Each month a published author will hold forth on the above topic.

This month, it's George Singleton, whose work I first read in Half Mammals of Dixie.  He has published seven other books, including his latest, Stray Decorum, and a craft book to end all craft books, Pep Talks, Warnings, and Screeds: Indispensable Wisdom and Cautionary Advice for Writers.  His fiction has the sublime knack of hitting that pinpoint intersection of madness, heartbreak, goofiness, and poetry. Sometimes writers you admire on the page, are a let-down in person.  Not so, George.  Talking to him is exhilarating, hilarious, and a little scary.  Just like reading him.  He teaches at the Governors School for the Arts and Humanities in Greenville, South Carolina.  They are fortunate children.  They are probably also a little shell-shocked.  Here's George.

So I spent the years 1979 until 1986 writing novels.  Big bad fat novels.  The first one ran 450 pages.  The next--which I used for an MFA thesis--hit 250 pages, and then I wrote another while still at UNC-Greensboro that ended up 300 pages.  I need to mention that somewhere along the line I had a professor or two tell me that it would take 1000 pages of writing before I was ready.  Being the smart-ass punk malcontent that I was--and still am--I thought, “Fool--it ain’t going to take me 1000 pages before I’m ready.”

            450 + 250 + 300 = 1000.

So I started writing short stories in 1986.  Boom!  The first one I wrote got accepted at Sou’wester.  Within twelve months I had stories come out in the Crescent Review, the Georgia Review, the Quarterly, Fiction International, and so on.  Hot damn, I thought.  This is so much easier spending a couple weeks to a month on a short story, sending it off, and getting it published in nine months, when compared to grinding on a bad novel for a year or three, then knowing that the thing was so bad that I had no other choice but to shelve it.  Plus, I didn’t actually know how to send out a novel.  No one told me how to write a query letter.  No one told me the importance of agents.

Here comes agent Nat Sobel, grand reader of places like the Crescent Review,  the Georgia Review, the Quarterly, and Fiction International.  He’d noticed my name, he asked if I had a collection, he asked if I had a novel.  I said, of course, “No, I’ve written three big bad fat novels, but I don’t think they’re publishable.”

He wrote back--this was 1988 or thereabouts, pre-email--“Write another novel.”  I did.  He hired a Lear jet to send it back to me on the same day.  He wrote, rightly, “This one is no good.  Write another.”
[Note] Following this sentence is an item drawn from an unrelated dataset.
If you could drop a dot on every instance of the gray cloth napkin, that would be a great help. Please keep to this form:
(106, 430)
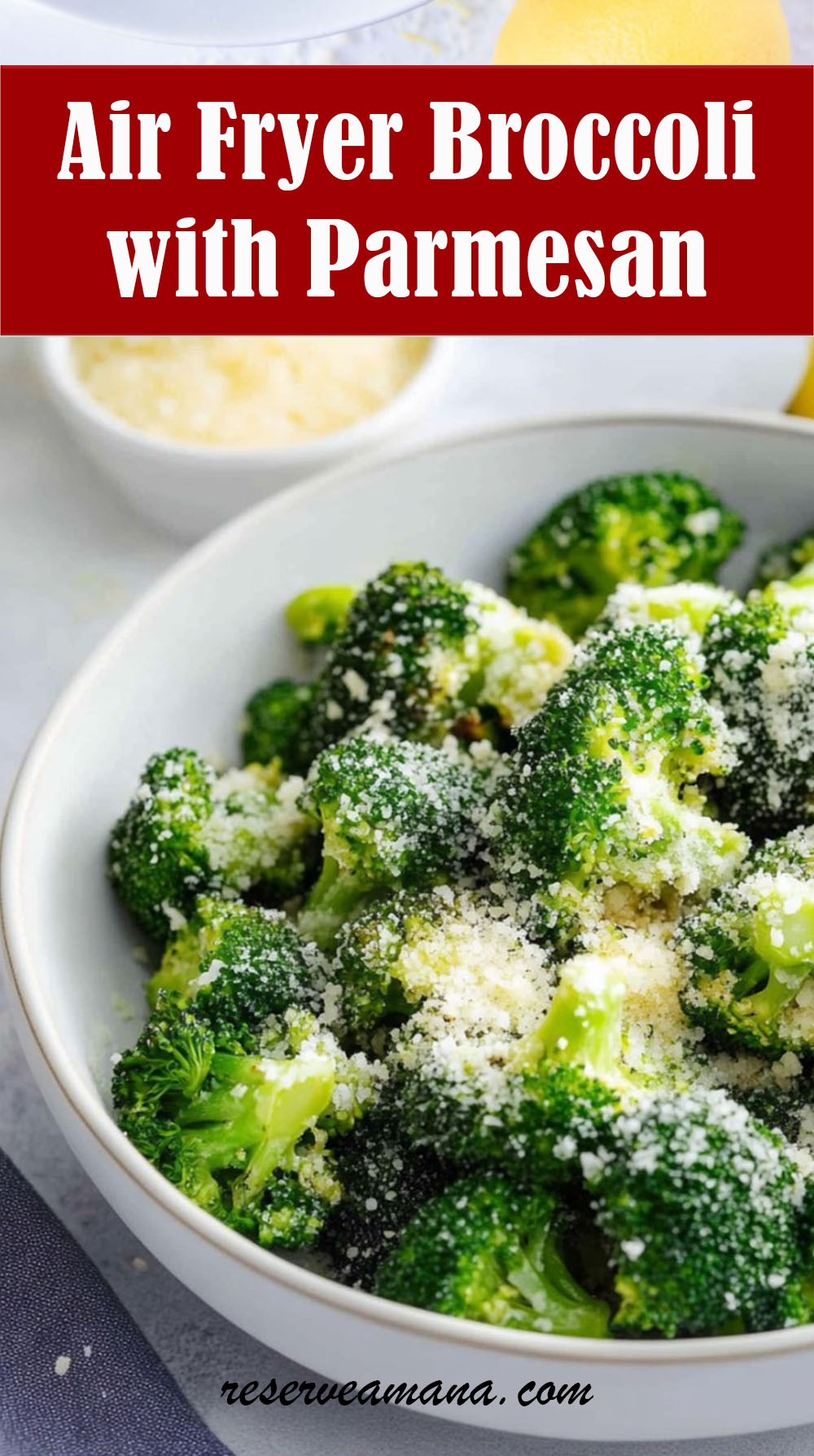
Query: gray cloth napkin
(76, 1375)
I have this terrible genetic condition wherein I don’t like people telling me what to do.  It’s bad.  If I were to be thrown into the middle of the Atlantic Ocean and someone said, “Swim, swim, swim!” I’d choose to dive deep and dig, or flap my arms trying to fly, et cetera.

Anyway, after “Write another,” I chose to write short stories only.  And I did so for the next dozen or so years.

Now.  I don’t know how many agents and editors since this time have said to me, “Write a novel.”  I’ve published two.  They’ve sold a grand total of about pi copies.  Meanwhile, I’ve published five collections of stories that have sold okay.  It doesn’t seem to matter.  A few years ago, after the Kindle fiasco, I had a story collection that got sent around to a number of big NYC Houses.  Most of the editors responded with “Okay.  If he promises to write a novel...”

WTF?--as the kids might say today.  WTGDF?

In keeping with Man’s rules of What I Wish I Knew Then, let me say this: I wish that I’d’ve known that some people in publishing might not know when disposable diapers sell better than the cloth variety.  Would I have never ventured off into the Land of Short Stories?  Would I have settled on a less-hair-tearing vocation, something like Day Trading?  Would I have ever come to realize that it’s better to plain write, and not worry about what wet finger publishers raise into the air, looking for wind direction?